Partition MCMC for inference on acyclic digraphs

TL;DR

This paper introduces a novel Partition MCMC algorithm for Bayesian network structure learning that leverages DAG combinatorial structure to improve convergence while maintaining unbiased sampling.

Contribution

The paper presents a new grouping strategy for DAGs in MCMC that enhances convergence speed and can be combined with edge reversal moves for further improvements.

Findings

Improved convergence over traditional structure MCMC.

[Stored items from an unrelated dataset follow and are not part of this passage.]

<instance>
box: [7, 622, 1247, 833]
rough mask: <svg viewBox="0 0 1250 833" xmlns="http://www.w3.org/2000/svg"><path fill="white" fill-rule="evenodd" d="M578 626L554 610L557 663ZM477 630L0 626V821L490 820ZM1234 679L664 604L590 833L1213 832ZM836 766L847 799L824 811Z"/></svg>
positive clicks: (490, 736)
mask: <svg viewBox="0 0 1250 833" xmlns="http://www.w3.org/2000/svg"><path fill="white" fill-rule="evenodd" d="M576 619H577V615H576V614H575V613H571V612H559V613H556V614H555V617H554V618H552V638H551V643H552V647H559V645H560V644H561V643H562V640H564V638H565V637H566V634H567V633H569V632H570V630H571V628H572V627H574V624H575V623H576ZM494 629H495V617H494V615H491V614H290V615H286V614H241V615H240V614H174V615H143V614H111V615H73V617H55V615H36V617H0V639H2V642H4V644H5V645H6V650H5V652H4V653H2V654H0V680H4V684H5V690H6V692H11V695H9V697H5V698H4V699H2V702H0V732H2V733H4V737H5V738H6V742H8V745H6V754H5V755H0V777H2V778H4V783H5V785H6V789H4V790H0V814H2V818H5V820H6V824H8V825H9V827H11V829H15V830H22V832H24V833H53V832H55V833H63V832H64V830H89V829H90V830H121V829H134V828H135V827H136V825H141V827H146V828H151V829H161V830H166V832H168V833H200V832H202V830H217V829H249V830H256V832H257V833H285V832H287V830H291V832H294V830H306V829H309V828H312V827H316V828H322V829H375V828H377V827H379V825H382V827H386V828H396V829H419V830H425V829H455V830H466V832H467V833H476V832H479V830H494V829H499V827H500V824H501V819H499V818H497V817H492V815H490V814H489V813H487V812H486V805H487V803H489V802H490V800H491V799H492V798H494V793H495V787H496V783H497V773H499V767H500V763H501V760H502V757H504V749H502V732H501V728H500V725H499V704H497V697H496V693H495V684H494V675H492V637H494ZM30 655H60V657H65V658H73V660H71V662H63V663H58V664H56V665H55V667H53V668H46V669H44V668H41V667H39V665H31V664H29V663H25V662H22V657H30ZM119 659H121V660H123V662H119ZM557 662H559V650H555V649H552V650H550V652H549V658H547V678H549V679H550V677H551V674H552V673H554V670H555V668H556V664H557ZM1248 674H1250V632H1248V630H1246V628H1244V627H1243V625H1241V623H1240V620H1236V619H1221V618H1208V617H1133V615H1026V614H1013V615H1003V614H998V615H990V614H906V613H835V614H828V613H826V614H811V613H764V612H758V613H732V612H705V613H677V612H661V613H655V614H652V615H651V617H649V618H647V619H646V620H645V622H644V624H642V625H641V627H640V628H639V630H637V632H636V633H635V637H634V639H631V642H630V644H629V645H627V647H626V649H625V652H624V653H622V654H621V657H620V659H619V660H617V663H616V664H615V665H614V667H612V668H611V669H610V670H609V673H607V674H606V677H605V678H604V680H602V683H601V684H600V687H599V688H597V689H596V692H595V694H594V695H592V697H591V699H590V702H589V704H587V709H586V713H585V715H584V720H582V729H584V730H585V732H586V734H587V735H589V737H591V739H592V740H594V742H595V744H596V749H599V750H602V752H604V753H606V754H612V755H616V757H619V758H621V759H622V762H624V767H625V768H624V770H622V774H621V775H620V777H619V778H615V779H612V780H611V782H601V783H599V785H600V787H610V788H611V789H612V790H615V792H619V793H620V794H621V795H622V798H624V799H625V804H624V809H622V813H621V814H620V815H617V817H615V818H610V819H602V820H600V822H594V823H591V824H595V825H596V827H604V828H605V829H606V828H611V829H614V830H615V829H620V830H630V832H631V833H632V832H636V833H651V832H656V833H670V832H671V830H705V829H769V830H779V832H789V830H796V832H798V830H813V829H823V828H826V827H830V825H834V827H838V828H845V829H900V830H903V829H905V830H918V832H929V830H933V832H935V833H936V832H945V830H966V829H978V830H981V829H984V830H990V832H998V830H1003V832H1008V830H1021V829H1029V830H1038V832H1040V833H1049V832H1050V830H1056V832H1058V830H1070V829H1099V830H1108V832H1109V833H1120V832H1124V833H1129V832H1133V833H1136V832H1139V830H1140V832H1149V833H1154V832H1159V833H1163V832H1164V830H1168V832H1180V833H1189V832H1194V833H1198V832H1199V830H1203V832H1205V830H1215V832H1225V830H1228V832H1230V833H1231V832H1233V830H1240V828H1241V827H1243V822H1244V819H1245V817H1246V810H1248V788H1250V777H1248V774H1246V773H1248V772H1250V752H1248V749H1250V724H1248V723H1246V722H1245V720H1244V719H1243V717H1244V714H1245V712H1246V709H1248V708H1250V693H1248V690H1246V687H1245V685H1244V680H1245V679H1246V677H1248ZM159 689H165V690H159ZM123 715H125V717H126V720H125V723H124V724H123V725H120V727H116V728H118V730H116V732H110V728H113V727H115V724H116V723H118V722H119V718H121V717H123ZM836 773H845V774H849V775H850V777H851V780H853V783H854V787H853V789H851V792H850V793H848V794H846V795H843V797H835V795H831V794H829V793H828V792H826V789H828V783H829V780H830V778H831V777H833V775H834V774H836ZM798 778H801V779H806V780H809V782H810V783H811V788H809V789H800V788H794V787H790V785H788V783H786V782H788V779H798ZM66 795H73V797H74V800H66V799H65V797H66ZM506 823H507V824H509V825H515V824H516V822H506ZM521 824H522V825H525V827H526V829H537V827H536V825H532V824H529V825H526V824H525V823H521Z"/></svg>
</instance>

Maintains unbiased sampling of DAGs.

Compatible with edge reversal moves for enhanced performance.

Abstract

Acyclic digraphs are the underlying representation of Bayesian networks, a widely used class of probabilistic graphical models. Learning the underlying graph from data is a way of gaining insights about the structural properties of a domain. Structure learning forms one of the inference challenges of statistical graphical models. MCMC methods, notably structure MCMC, to sample graphs from the posterior distribution given the data are probably the only viable option for Bayesian model averaging. Score modularity and restrictions on the number of parents of each node allow the graphs to be grouped into larger collections, which can be scored as a whole to improve the chain's convergence. Current examples of algorithms taking advantage of grouping are the biased order MCMC, which acts on the alternative space of permuted triangular matrices, and non ergodic edge reversal moves. Here we propose a novel algorithm, which employs the underlying combinatorial structure of DAGs to define a new grouping. As a result convergence is improved compared to structure MCMC, while still retaining the property of producing an unbiased sample. Finally the method can be combined with edge reversal moves to improve the sampler further.